İnsanı Yok Etmediğin Sürece Tiyatroyu Yok Edemezsin…

Aslı Öngören: İnsanı yok etmediğin sürece tiyatroyu yok edemezsin. Bir yolunu bulur. Sanatçı da bir yolunu bulup sözünü söyler. Ama böyle dönemlerde birlikte ve daha güçlü söz söylemek için yalnız sanatçıların değil toplumda sözü olan her kesimden temsilcilerin bir araya gelmesi gerekir. Sanatçıların da, aydınların da bunun çağrıcılığını, öncülüğünü yapması gerekir. Dolayısıyla bizim öncelikli çağrımız onlara. Çünkü biz hep diyoruz; sanat bir tek şey söyler. Bu yüzden büyük bir gücü vardır. İnsana dair temel bir şeyi tarif eder. “Yalnız değilsiniz” der. Çünkü yalnızsan yoksun. Yok olursun. İnsan tek başına olamayan toplumsal bir varlıktır. Ve sanat “yalnız değilsin” dediği sürece güçlüdür ve çok etkilidir. Bugün burada bir müzik üretirim, dünyanın öbür ucunda biri benim varlığımı, aramızdaki bağı fark eder. Öyle etkin bir güçtür ki, politikacının, hiç bir günlük köşe dönmeciliğin, hiç bir kazancın karşılığını veremeyeceği bir güçtür. Bizim bu ülkenin sanatçıları ve aydınları olarak bu gücü yeniden anlamamız ve yeniden doğru kullanmamız gerekiyor. Bunun da yolu üretmek herhalde. Yeniden üretmek. Üretmenin önündeki bütün engellerle mücadele etmek ve birincil meseleyi üretim olarak koymak. Bir geçiş dönemindeyiz. Akla karanın çok karışacağı bir dönemdeyiz. At izinin it izine karıştığı bir dönemdeyiz. Çok tehlikeli bir dönem. Burada tek tek, emin olmasak bile, tutarlı adımlar atmalıyız. Kendime de, arkadaşlarıma da söylediğim bu. Bu tutarlılığı da “üretmek ama üretimin nasılıyla, yani niteliğiyle ilgili bir derdi bir an bile unutmadan üretmek” diye koymak lazım. Sanatçının sorumluluğu gerçeği söylemektir. Görünenin ardındaki gerçeği!

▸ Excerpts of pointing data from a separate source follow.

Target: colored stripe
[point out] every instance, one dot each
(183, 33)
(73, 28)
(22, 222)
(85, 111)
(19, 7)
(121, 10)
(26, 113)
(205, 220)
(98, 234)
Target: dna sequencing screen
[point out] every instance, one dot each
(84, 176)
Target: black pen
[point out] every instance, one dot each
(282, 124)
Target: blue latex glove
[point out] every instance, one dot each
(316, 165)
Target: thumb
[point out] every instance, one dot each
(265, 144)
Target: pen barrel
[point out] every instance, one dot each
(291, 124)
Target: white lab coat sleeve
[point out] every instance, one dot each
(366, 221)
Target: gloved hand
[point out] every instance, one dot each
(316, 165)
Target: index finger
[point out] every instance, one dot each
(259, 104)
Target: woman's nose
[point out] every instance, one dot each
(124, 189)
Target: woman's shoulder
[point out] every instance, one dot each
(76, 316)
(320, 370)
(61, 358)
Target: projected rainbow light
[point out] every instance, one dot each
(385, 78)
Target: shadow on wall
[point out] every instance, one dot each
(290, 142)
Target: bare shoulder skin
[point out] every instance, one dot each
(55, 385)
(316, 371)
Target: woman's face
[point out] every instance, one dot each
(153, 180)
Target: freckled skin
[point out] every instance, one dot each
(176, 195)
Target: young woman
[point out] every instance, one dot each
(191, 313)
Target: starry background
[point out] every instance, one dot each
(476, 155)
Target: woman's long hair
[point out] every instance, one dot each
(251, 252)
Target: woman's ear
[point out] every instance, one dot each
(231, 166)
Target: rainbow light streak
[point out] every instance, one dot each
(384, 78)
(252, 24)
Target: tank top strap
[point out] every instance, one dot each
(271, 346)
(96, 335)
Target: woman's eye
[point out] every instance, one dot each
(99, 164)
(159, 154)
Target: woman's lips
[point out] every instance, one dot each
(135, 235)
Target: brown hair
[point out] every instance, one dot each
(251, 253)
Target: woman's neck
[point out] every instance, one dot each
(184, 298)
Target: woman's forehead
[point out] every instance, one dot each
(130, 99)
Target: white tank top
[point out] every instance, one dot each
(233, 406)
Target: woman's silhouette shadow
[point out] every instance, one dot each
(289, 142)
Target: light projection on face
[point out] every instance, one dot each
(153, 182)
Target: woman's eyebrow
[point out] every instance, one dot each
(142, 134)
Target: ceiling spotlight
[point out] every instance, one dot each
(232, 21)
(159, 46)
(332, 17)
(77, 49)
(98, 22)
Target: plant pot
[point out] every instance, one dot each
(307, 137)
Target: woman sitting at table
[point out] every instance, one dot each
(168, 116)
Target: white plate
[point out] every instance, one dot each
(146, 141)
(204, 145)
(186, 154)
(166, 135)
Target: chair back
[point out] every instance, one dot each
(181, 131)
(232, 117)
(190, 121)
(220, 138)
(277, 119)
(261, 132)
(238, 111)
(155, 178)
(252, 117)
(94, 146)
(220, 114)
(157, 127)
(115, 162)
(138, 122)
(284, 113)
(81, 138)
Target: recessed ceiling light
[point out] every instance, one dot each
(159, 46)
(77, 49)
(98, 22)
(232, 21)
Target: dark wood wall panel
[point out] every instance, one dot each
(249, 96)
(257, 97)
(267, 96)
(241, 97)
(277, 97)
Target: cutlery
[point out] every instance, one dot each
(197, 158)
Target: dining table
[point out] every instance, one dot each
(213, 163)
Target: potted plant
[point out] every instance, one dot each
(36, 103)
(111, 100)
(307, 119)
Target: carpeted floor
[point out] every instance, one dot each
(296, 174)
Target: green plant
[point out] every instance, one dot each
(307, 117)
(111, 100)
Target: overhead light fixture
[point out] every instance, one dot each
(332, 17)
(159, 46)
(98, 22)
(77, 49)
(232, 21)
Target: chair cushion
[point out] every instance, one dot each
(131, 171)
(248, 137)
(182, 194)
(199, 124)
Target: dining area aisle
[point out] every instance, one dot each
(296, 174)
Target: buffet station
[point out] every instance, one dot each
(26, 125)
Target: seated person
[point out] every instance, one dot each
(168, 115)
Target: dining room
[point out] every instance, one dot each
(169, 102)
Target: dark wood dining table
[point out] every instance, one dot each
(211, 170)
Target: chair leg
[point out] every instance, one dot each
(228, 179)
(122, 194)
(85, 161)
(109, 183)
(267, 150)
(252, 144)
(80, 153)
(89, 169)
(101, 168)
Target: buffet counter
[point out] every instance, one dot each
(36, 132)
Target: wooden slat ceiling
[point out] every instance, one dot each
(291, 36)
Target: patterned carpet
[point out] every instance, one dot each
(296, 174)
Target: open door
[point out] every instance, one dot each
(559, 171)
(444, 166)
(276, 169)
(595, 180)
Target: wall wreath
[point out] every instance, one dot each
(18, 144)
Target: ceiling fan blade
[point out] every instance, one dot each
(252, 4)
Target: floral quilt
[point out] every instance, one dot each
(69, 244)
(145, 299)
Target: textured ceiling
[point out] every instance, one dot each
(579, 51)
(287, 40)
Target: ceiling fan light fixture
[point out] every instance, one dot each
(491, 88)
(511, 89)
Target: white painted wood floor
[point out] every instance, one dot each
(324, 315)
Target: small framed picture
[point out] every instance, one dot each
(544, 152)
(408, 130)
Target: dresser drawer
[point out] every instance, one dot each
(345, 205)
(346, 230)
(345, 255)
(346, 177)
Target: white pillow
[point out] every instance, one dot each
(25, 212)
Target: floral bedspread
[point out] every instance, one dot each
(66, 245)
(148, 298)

Şu anda ödenekli kurumlarda örgütler var. Tabi bunlar yeterince aktif, toparlayıcı, çağrıcı ve başı çekici bir şekilde davranamıyorlar. Birlikte davranamazlarsa, bu demektir ki gerçekten örgütlü bir davranışa hazır değil bu kurumlardaki sanatçılar. Bu durumda ne kalır geriye? Birbirini anlayan gruplar halinde, küçük gruplar halinde davranacaklar. İşte orada ölçü, seyirciye biz sahne üzerinde ne diyoruz derdimizi nasıl anlatıyoruz gibi niteliğin tartışıldığı üretimler olursa, en azından bu geçiş dönemini sağlıklı geçirebiliriz diye düşünüyorum. Küsmek, geri çekilmek, üretimden vazgeçmek, durup beklemek büyük korkaklıktır bu süreçte. Tabi üretimin yeriyle ilgili bir tarifte bulunmuyorum yalnız, ona dikkatinizi çekerim. Heryerde üretilebilir. İnadına üretmek gerekir. İnadına gerçeği söylemek! Her korkan kaçmaz ama her kaçan korkaktır ya hani. Başka türlü katiyen tarif edilemez. Yani,  dediğim gibi mesele “nasıl”da. Peki siz neler düşünüyorsunuz olan biten hakkında?

Her şey yönetmelik darbesiyle başladı. Pek çok insanın “bu bir skandal” dediği sıralarda konu başbakanımızın dikkatini çekti. Başbakan mevzuyu oradan alıp başka bir alana savurdu ve şehir tiyatrolarına yapılan darbeyi gölgelemeye yarayan bir tartışmayı başlattı. “Devletin tiyatrosu olur mu hiç!” gerekçesi ile devlet tiyatroları da hedefin içerisine alındı. Gerçi “özerk sanat” bağlamında memleket için hayırlı bir tartışma mı açılıyor diye de düşünüldü ilk başta. Ancak meselenin sulandırılmış ve çarpıtılmış olduğu gün gibi ortadaydı. Aslında olan biten şöyle yorumlanabilir: Büyük resme baktığımızda, artık toplum olarak ‘Türk İslam sentezi’ bağlamında bir hizaya getirilme süreci yaşıyoruz. 12 Eylül’ün taçlandırılması yahut farklı bir üslupta bir 12 Eylül süreci denebilir bu yaşadıklarımıza. Devlet nasıl eğitim alanını yeniden şekillendirmek istiyorsa, kültür sanat alanına da el atmak ve doğrudan kendi devlet ve toplum anlayışı ile insan yetiştirmek istiyor. Devletin sanat alanına olan bu türden müdahaleleri geleceğe yönelik böyle bir anlam taşıyor… Tabi aynı zamanda kültür ve sanata ayrılan bütçelerin pek çok gelişmiş ülkede kısılmasına yönelik uygulamaları da duyuyoruz. Sıkıntının neoliberal trendle, global ekonomik krizle ilgili bir boyutu da var şüphesiz…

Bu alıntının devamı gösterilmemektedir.